In 2011, legislators passed bill requiring voters to present photo ID at the polls, but the bill was later blocked by courts and is currently not in effect.
Rep. Michael Schraa, R-Oshkosh, and Rep. Mark Born, R-Beaver Dam, introduced the new bill Thursday to bring back voter ID requirements. However, the bill includes exceptions for those who are not able to get an ID, cannot get their photo taken for religious purposes or do not have enough valid documents to get an ID.
Senate Majority Leader Scott Fitzgerald, R-Juneau, told The Associated Press Thursday he does not want to bring the newest voter ID bill to the Senate until he sees how the pending lawsuits play out. The trials for the pending lawsuits will be brought to court starting on Monday.
Speaker Robin Vos, R-Rochester, said he supports the bill because it would help regulate ineligible and fraudulent voting.

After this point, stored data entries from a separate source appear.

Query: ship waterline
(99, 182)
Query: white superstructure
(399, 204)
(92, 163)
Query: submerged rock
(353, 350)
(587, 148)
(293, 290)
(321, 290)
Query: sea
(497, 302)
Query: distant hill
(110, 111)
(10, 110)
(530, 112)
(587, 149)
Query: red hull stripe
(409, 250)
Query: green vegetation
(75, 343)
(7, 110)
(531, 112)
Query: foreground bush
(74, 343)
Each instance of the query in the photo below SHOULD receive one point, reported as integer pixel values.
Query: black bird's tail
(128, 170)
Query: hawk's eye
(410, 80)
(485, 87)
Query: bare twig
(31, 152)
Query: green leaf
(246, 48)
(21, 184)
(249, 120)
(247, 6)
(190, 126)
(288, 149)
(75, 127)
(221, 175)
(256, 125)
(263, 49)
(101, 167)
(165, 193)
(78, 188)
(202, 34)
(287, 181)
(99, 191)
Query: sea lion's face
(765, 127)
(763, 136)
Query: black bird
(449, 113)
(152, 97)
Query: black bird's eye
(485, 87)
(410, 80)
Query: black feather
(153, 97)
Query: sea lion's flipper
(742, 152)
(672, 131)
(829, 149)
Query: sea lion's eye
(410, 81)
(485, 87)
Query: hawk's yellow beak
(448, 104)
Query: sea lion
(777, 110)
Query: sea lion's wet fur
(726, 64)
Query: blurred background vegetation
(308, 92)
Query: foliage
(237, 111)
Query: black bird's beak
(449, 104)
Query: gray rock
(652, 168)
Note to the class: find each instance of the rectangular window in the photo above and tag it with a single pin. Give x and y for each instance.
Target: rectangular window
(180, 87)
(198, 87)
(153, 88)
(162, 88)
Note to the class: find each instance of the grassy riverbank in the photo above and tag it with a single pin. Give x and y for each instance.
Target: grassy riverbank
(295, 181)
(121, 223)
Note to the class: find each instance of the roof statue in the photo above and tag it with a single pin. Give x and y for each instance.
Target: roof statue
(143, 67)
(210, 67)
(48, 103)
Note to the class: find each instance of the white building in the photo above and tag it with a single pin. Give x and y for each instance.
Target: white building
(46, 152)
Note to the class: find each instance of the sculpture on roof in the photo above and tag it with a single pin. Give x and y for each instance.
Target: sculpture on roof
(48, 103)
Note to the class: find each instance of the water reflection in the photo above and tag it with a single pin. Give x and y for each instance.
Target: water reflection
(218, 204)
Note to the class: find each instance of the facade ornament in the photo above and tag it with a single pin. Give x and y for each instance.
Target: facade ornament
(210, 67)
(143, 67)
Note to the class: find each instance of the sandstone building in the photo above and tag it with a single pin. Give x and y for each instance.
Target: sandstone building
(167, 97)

“There is no doubt whatsoever that voting is our most precious part of democracy,” Vos said. “And when there is a potential that an election could be turned by either votes that were cast ineligibly or fraudulently, it undermines the entire democratic process.”
Vos said more than 70 percent of Wisconsinites support requiring identification at the polls, a number that does not just include people that identify as Republicans, but includes independents and Democrats.
With support from both sides of the aisle, Vos said voter ID requirements should be an issue to discuss and pass.
Melissa Baldauff, Democratic Party of Wisconsin spokesperson, said there is nothing about elections in Wisconsin that need change and there is no evidence of voter fraud in elections.
“If anything, we should be doing things to encourage even more people to participate because this is a constitutional right that we are talking about,” Baldauff said.
One of the main concerns Baldauff said she has about the bill is how it could affect voter turnout.
“I think that any kind of changes like [Gov.] Scott Walker and the Republicans are pursuing are clearly designed to suppress the voice of the people that disagree with them,” Baldauff said. “These kinds of bills, it has been found that they make it harder for people to vote, especially people like seniors and veterans.”
Vos said he does not think the bill will affect voter turnout because under the new proposal every person will have the opportunity to get an ID. He said those citizens who cannot afford to get an ID would be able to receive one at no charge from the Department of Motor Vehicles.
Vos added voters also have the option to go to the polls on Election Day and sign a form indicating they are not able to get an ID. These voters will then still have the opportunity to cast a vote, he said.
Vos also said the new bill has the right balance to make sure it is constitutional, while not affecting the voter turnout.
Fitzgerald did not return calls or emails.